Puno and Lake Titicaca Travel Guide
Nearly everyone has heard of Lake Titicaca. With a great name like that how could one not have heard of it? People relate to its name, or to the fact that it is the highest navigable lake in the world at around 3800m, but when they don’t realize Lake Titicaca is also the epicenter for Andean culture. It is from the depths of this lake that the decedents of the great Inca nobility are said to have risen as well. Much of the region’s rich history can be tied back to this lake and its surroundings. Moreover, due to the isolation of some of the islands on the lake, this is one of the few places in the Andes where traditional ways of life have succeeded to this day. Although there are signs of a “show” for tourists in places like the Uros Islands, most of what you see on the islands is a very well preserved Andean culture.
Time Needed: 2-3 days
Budget: $35-50 a day
Things to do in Puno & Lake Titicaca
- Lake Excursions: Most come to the region for a lake excursion. These trips can be organized well in advance or the day of or before. Trips include day trips to the Uros Islands or Taquille Islands. It is also possible to book two day trips where you spend the night on either Amantani or Taquille Island.
- Carlos Dreyer Museum: The best place in town to check out old pre-Colonial artifacts and learn about the history of the region.
- Coca Museum: A bit of an odd museum, but it displays the significance of the coca leaf beyond its usual use in tea or as a chew; the medicinal and spiritual values are also depicted.
- Market: If you’re in town on a weekend you’ll notice the streets packed with stands. This is one of the most rudimentary, but also interesting, street markets in Peru.
- Yavari: The old steam ship that once pulled across the lake between Peru and Bolivia is now a museum. The story about how it arrived on the lake is about as interesting as the ship itself. A must visit.
- Sillustani Funeral Towers: Somehow this site has almost been left forgotten with so much excitement on the lake itself. An afternoon tour to the funeral towers on the lake’s edge can be had for about $5 and is worth the trip if you have the time.
Where to Eat
Most people stick to the main pedestrian drag (Calle Lima) in town when if comes to eating and drinking, and it is here that you’ll find the best options.
- Tulipans: On the main walkway downtown, this was always one of my stops in town. The service is always friendly and the food is good and well valued. Try the pizza. (Mains $6-9; Sandwiches $4-7)
- IncaBar: This is also a good place to go, and has a really nice atmosphere. The service is suspect at time, but the food is worth the visit. (Mains $6-10)

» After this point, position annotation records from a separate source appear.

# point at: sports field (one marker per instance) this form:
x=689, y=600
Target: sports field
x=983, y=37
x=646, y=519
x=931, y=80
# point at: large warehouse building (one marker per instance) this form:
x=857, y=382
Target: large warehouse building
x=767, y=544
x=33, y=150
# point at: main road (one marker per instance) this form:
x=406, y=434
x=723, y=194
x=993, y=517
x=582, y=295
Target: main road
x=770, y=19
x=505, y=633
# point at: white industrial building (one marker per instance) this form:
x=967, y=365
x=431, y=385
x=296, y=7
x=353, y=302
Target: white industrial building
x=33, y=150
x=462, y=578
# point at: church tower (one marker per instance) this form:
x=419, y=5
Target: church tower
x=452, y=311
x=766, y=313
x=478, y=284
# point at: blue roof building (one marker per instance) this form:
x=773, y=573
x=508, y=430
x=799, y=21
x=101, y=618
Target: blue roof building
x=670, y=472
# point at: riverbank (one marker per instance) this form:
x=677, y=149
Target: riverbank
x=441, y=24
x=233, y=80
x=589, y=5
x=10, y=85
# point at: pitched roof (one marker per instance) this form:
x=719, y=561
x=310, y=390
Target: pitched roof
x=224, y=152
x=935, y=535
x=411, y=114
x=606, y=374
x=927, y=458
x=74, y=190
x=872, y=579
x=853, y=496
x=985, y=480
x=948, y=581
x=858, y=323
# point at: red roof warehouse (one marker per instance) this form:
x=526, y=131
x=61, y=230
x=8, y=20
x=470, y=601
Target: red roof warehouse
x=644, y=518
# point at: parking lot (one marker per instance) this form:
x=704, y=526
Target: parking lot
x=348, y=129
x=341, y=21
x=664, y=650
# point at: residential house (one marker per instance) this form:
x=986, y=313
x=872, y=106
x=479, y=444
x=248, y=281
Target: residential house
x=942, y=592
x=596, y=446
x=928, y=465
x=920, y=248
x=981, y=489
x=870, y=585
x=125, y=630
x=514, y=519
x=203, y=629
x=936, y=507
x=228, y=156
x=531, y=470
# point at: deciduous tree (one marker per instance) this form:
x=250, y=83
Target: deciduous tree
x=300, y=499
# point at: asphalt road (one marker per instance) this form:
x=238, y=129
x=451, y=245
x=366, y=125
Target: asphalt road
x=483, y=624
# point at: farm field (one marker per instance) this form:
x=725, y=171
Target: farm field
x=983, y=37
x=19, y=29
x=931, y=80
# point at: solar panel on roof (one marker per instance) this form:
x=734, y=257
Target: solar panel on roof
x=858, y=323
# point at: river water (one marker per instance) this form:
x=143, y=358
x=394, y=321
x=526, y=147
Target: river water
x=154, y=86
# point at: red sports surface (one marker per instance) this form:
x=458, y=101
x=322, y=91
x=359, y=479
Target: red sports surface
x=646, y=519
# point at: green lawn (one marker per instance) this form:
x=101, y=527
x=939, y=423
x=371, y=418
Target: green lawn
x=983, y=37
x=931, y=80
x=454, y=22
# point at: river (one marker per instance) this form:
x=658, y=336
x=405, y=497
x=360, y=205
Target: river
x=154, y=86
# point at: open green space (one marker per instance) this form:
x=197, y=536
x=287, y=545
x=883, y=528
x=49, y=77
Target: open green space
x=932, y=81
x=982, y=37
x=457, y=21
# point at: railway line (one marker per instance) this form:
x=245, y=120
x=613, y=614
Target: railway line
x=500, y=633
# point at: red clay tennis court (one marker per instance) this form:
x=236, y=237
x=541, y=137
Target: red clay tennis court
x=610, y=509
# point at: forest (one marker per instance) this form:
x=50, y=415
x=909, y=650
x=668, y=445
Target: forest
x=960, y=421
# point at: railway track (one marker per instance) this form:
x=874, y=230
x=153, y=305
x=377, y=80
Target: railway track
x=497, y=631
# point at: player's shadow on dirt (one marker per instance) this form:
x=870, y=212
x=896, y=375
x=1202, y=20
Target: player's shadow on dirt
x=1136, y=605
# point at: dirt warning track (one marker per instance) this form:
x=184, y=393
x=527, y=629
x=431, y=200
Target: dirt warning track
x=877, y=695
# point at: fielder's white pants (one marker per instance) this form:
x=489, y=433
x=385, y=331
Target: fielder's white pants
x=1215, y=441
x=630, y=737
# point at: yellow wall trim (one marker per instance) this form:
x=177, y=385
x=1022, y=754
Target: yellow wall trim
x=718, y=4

- Keros: Maybe the most traditional menu you’ll find (yes it includes Guinea Pig). Keros is just a block off of Lima Street and has a fun atmosphere and is much smaller and more personal than the other choices. (Mains $6-10)
Where to Stay in Puno
Puno is very well set up for tourism. There is a place to stay for each and every budget. During my 7 passes through Puno both working and backpacking I stayed in four different places, all which I recommend and are listed below:
- Hostel Munay Tambo: One block from Calle Lima this hostel, whose title means beautiful resting place in Quechua, is a great place to stay if you don’t mind hiking up some stairs. The rooms are very nice and there are bathrooms with nice hot water showers. All rooms also have TV and there is wifi in the lobby. Prices also include a nice breakfast spread. (About $20 per person)
- Hotel Italia: A nice place with a very friendly staff, the Hotel Italia is a couple blocks from the main street but it is a nice stay. Prices also include breakfast and wifi. (Singles $25, Doubles $35, Triples $45)
- Hostal Pukara: I stayed here after being moved on an overbooking at another hotel and was glad I did. This is a pretty fun little hotel just a block from Calle Lima. It has wifi and a couple computers as well. (about $25-30 per person)
- Bothy Backpacker Hostel: This is a friendly hostel and probably the best choice in town (although if you’re looking for a party hostel try “The Point”). Private rooms are about $12 a person or dorms run about $8. The hostel has breakfast included and internet access.
In Puno finding communication networks isn’t an issue. Calle Lima has a number of internet cafes and telephone booths. If you’re heading out onto the lake you’re likely to lose cell coverage and don’t expect to find internet, especially not on Amantani Island.
Getting Out of Town
Most tourists come to Puno via three directions: Cusco (7hrs), Arequipa (4-5hrs), or La Paz, Bolivia (7rhs), but there are also connections in Puno to Lima, Nazca, and Arica, Chile.